Vorkasse, Kreditkarte oder Rechnung – Betriebe haben diverse Zahlungsmethoden zur Auswahl, die sie Ihren Kunden anbieten können. Wer zusätzlich einen Online-Shop betreibt, hat noch weitere Optionen. Doch welche Bezahlmethode kommt beim Kunden gut an und welche ist sicher?

Das Beratungs- und Forschungsinstitut ibi research an der Universität Regensburg hat untersucht, welche Zahlungsmethoden sich in Deutschland inzwischen etabliert haben, wie sie sich verkaufsfördernd auswirken können und wo sich potenzielle Sicherheitsrisiken für die Verkäufer finden.
Die Spanne der derzeit verfügbaren Zahlungsverfahren reicht von der Zahlung per Vorkasse über Nachnahme, Lastschrift oder Kreditkarte bis hin zu speziellen Verfahren für den elektronischen Handel (E-Payment-Verfahren). Insgesamt stehen allein in Deutschland derzeit eine Vielzahl von Zahlungsverfahren zur Verfügung, von denen jedes individuelle Vor- und Nachteile aufweist.

Klassische Rechnung
Zu den "Klassikern" unter den Zahlungsverfahren gehören die wohl fast allen Kunden bekannten Verfahren Rechnung, Vorkasse und Nachnahme. Der Kauf auf (offene) Rechnung, also eine Zahlung nach Lieferung, besitzt in Deutschland bereits eine lange Historie. Für die Lieferung und Bezahlung per Rechnung spricht die enorme Akzeptanz bei den Kunden, bedingt durch die historisch gewachsene hohe Verbreitung.
Allerdings ist gleichzeitig das Risiko hoch, dass Rechnungen verspätet oder überhaupt nicht bezahlt werden. Um dieses Risiko zu vermeiden, gibt es Dienstleister, die gegen Gebühr das Risiko übernehmen und so die Rechnungsabwicklung absichern. Darüber hinaus werden häufig auch die anfallenden unternehmensinternen Kosten (wie Abgleich des Zahlungseingangs mit den offenen Posten, gegebenenfalls anfallende Personalaufwände oder Telekommunikationskosten für Rückfragen bei Unklarheiten / Unstimmigkeiten) unterschätzt. Hierfür können schnell Kosten in Höhe von mehreren Euro je Einkauf anfallen.
Fakten zum Rechnungskauf:
- 45 Prozent der Online-Händler bieten die Zahlung per Rechnung an.

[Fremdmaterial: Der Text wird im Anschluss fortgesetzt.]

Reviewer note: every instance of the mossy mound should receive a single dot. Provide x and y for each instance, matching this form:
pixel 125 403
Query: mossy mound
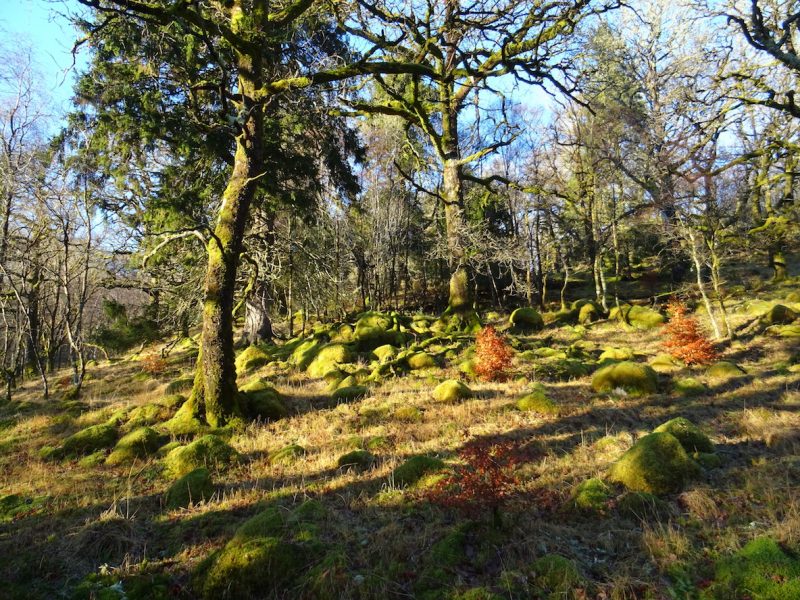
pixel 413 469
pixel 192 487
pixel 139 443
pixel 555 576
pixel 360 460
pixel 689 435
pixel 538 402
pixel 329 358
pixel 250 358
pixel 780 315
pixel 724 371
pixel 89 440
pixel 656 464
pixel 209 451
pixel 616 354
pixel 689 386
pixel 634 378
pixel 761 570
pixel 526 320
pixel 350 393
pixel 592 495
pixel 184 384
pixel 644 318
pixel 287 454
pixel 384 353
pixel 451 391
pixel 420 360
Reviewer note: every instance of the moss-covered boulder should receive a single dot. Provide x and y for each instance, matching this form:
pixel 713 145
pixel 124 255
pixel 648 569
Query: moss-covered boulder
pixel 760 570
pixel 634 378
pixel 209 451
pixel 193 487
pixel 329 358
pixel 360 460
pixel 724 371
pixel 689 435
pixel 642 317
pixel 780 315
pixel 287 455
pixel 656 464
pixel 592 495
pixel 526 320
pixel 350 393
pixel 451 391
pixel 538 402
pixel 251 358
pixel 89 440
pixel 139 443
pixel 420 360
pixel 414 468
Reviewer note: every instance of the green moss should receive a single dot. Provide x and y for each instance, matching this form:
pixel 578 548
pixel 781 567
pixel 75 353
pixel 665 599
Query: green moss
pixel 89 440
pixel 192 487
pixel 251 358
pixel 209 451
pixel 329 358
pixel 450 391
pixel 526 319
pixel 350 393
pixel 689 386
pixel 287 454
pixel 139 443
pixel 537 401
pixel 555 576
pixel 724 371
pixel 689 435
pixel 632 377
pixel 357 459
pixel 420 360
pixel 656 464
pixel 761 570
pixel 414 468
pixel 644 318
pixel 592 495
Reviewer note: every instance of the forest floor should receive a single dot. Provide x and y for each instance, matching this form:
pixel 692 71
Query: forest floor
pixel 79 526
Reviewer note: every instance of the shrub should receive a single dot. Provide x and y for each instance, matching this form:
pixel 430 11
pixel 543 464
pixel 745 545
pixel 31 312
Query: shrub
pixel 492 354
pixel 685 338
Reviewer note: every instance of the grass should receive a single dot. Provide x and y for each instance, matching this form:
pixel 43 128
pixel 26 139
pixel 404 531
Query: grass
pixel 377 539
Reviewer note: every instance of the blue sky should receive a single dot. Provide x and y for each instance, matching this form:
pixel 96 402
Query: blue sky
pixel 43 26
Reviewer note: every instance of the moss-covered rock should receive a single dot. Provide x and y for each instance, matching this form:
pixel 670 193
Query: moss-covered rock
pixel 689 386
pixel 414 468
pixel 538 402
pixel 360 460
pixel 689 435
pixel 193 487
pixel 420 360
pixel 644 318
pixel 329 358
pixel 555 576
pixel 760 570
pixel 451 391
pixel 139 443
pixel 656 464
pixel 724 371
pixel 287 454
pixel 634 378
pixel 251 358
pixel 89 440
pixel 350 393
pixel 592 495
pixel 526 320
pixel 209 451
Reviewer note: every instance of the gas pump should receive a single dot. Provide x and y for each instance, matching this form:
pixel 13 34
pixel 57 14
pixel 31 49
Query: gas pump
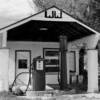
pixel 38 74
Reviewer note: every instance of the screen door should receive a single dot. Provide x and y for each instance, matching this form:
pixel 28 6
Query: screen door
pixel 23 60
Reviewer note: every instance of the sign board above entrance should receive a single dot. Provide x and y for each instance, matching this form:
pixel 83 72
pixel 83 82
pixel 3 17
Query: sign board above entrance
pixel 53 13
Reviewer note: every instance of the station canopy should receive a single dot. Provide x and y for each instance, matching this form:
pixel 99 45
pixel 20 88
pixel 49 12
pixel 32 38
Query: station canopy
pixel 47 26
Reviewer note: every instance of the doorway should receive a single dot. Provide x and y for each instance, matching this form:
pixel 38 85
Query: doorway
pixel 23 62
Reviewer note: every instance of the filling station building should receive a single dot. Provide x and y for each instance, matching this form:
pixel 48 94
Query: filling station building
pixel 38 35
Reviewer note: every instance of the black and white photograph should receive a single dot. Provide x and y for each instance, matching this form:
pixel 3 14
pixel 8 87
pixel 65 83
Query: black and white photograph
pixel 49 49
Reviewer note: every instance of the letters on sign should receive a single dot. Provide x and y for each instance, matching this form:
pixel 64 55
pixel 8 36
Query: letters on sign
pixel 53 14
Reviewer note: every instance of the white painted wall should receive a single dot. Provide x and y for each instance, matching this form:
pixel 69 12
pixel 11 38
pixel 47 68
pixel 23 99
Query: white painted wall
pixel 36 50
pixel 4 66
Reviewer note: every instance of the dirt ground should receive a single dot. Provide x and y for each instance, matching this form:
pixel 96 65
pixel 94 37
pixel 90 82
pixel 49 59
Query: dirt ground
pixel 60 96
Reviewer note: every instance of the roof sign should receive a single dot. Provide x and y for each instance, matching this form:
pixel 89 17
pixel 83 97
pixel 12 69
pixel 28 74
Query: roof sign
pixel 53 13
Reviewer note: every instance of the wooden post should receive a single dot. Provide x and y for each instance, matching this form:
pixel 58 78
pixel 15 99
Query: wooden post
pixel 3 39
pixel 92 64
pixel 63 65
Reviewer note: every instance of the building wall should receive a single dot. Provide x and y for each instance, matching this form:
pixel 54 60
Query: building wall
pixel 36 50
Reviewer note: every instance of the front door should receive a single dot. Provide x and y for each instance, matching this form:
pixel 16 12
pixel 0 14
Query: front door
pixel 23 59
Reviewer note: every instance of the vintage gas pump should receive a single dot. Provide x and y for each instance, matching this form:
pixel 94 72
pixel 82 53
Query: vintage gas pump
pixel 38 74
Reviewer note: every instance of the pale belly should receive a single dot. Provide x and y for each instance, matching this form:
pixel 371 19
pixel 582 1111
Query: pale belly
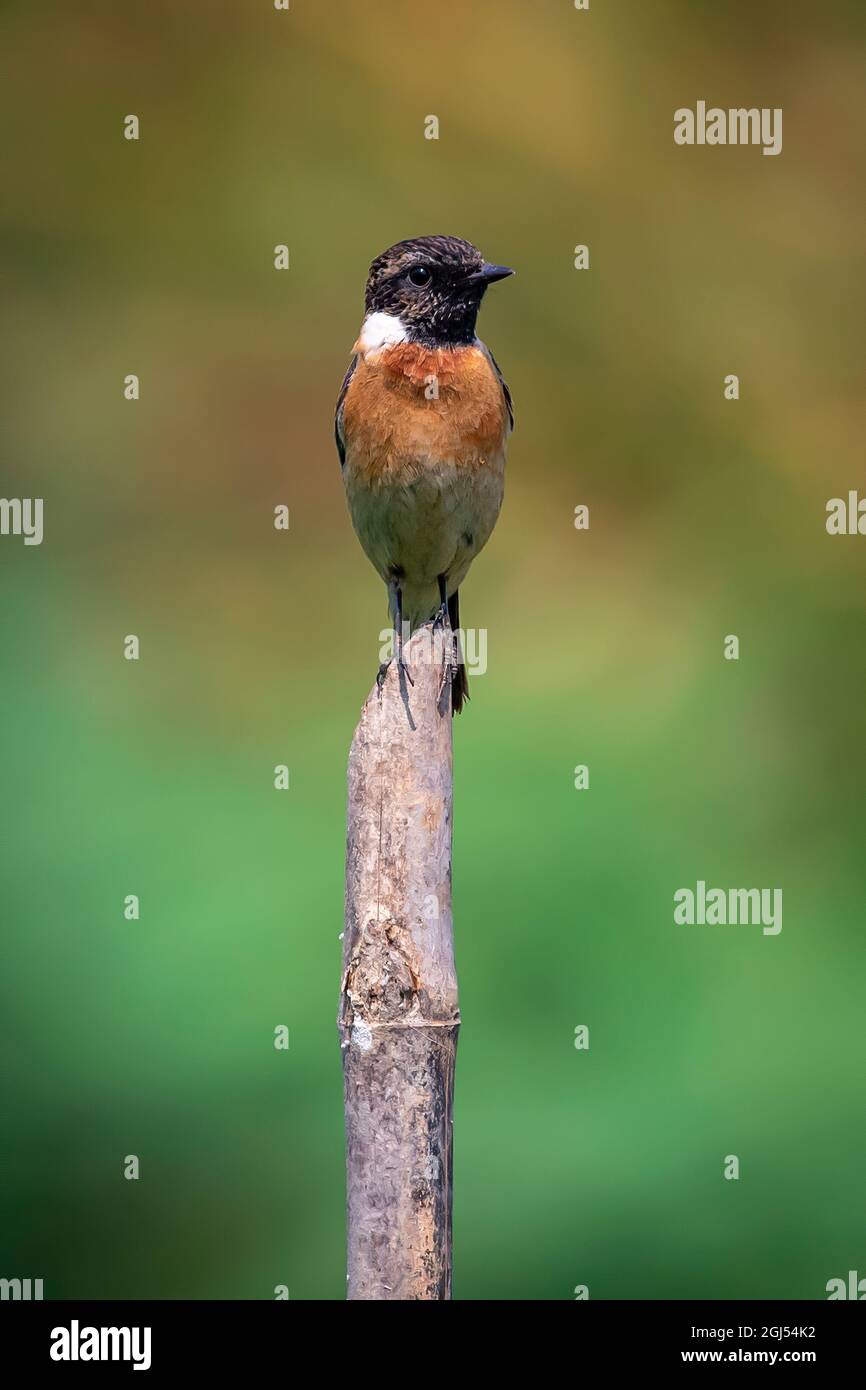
pixel 419 521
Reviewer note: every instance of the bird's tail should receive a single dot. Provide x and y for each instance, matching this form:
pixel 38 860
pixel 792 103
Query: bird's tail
pixel 459 690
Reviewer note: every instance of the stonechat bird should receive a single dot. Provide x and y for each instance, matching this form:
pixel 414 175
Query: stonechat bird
pixel 421 426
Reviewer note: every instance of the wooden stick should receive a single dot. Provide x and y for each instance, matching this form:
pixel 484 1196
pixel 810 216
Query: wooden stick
pixel 398 1015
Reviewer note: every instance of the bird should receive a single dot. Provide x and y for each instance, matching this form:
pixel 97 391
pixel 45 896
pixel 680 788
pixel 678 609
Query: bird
pixel 421 426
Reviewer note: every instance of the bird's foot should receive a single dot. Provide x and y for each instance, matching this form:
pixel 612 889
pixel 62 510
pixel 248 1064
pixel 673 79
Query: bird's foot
pixel 449 659
pixel 402 672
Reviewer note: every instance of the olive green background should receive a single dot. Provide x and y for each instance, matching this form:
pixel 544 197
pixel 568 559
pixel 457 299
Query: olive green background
pixel 605 647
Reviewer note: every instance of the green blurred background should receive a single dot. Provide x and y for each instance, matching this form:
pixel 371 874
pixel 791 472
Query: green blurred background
pixel 605 647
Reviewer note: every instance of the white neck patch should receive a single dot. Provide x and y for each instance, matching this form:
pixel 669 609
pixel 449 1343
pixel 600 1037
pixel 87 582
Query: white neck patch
pixel 380 331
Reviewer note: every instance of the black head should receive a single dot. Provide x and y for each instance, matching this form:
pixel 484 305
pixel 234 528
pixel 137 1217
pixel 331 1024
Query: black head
pixel 434 285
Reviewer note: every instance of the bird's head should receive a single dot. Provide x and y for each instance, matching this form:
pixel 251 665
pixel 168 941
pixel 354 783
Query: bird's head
pixel 431 288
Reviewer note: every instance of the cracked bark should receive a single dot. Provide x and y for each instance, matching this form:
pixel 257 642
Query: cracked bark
pixel 398 1014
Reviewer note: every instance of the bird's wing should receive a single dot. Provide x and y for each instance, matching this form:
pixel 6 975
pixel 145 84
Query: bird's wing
pixel 338 414
pixel 502 382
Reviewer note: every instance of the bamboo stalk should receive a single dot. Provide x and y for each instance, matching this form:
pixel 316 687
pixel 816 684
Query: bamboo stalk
pixel 398 1015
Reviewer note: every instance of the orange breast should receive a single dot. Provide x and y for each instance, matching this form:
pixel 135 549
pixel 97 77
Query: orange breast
pixel 409 406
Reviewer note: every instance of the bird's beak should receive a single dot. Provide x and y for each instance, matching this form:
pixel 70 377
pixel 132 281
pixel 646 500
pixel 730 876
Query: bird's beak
pixel 488 274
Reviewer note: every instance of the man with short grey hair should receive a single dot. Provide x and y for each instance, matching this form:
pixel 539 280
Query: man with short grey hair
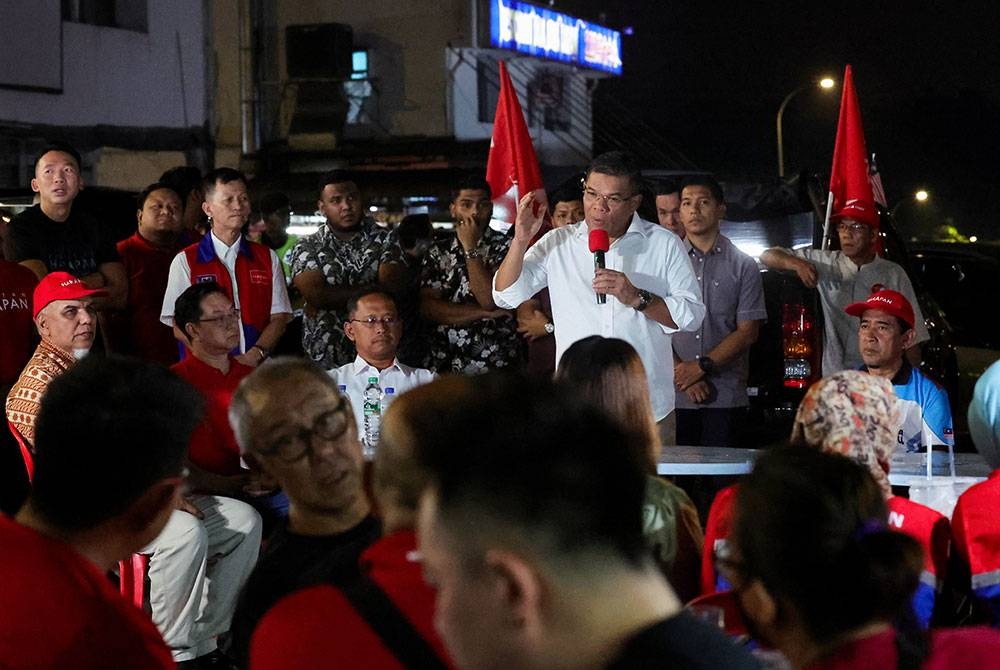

- Die Rechnung ist das beliebteste Zahlungsverfahren bei Händlern, die nur B2B betreiben.
- Händler sprechen der Zahlung per Rechnung die höchste Akzeptanz bei ihren Kunden zu.
- Aus Händlersicht bietet die Rechnung den geringsten Schutz vor Zahlungsausfällen.
- Ein Drittel aller Online-Händler bekundet sein Interesse an einem Dienstleister, der das Risiko übernimmt – erst 12 Prozent nutzen einen Dienstleister.
- 45 Prozent der Händler sind bereit, bei angemessenen Konditionen einen Dienstleister zu nutzen.
- Bei 7 Prozent der Händler ist mindestens jede vierte Rechnung gestört – nur 5 Prozent der Händler haben überhaupt keine Probleme mit der Zahlung per Rechnung.
- Der durchschnittliche Rückgang der Kaufabbruchquote bei der Einführung der Rechnung liegt bei 81 Prozent.
Vorkasse: Risiko für den Kunden
Bei der klassischen Vorkasse, also einer Zahlung vor Lieferung, ist der Verkäufer vor Zahlungsausfällen geschützt. Dagegen trägt der Kunde bei dieser Zahlungsform das Risiko, dass die Ware nicht bzw. unvollständig oder fehlerhaft geliefert wird. Viele Kunden scheuen daher davor zurück, im Internet per Vorkasse zu zahlen und bestellen lieber woanders. Zudem ist die Zahlung per Vorkasse sowohl für den Kunden als auch für den Händler gegebenenfalls relativ umständlich, da Kunden hierzu erst ihr Homebanking-Programm oder das Online-Banking ihrer Bank aufrufen und die angegebenen Kontodaten des Händlers sowie den Verwendungszweck (z. B. Bestellnummer, Kundennummer) in das Formular übertragen oder einen papierhaften Überweisungsträger ausfüllen müssen.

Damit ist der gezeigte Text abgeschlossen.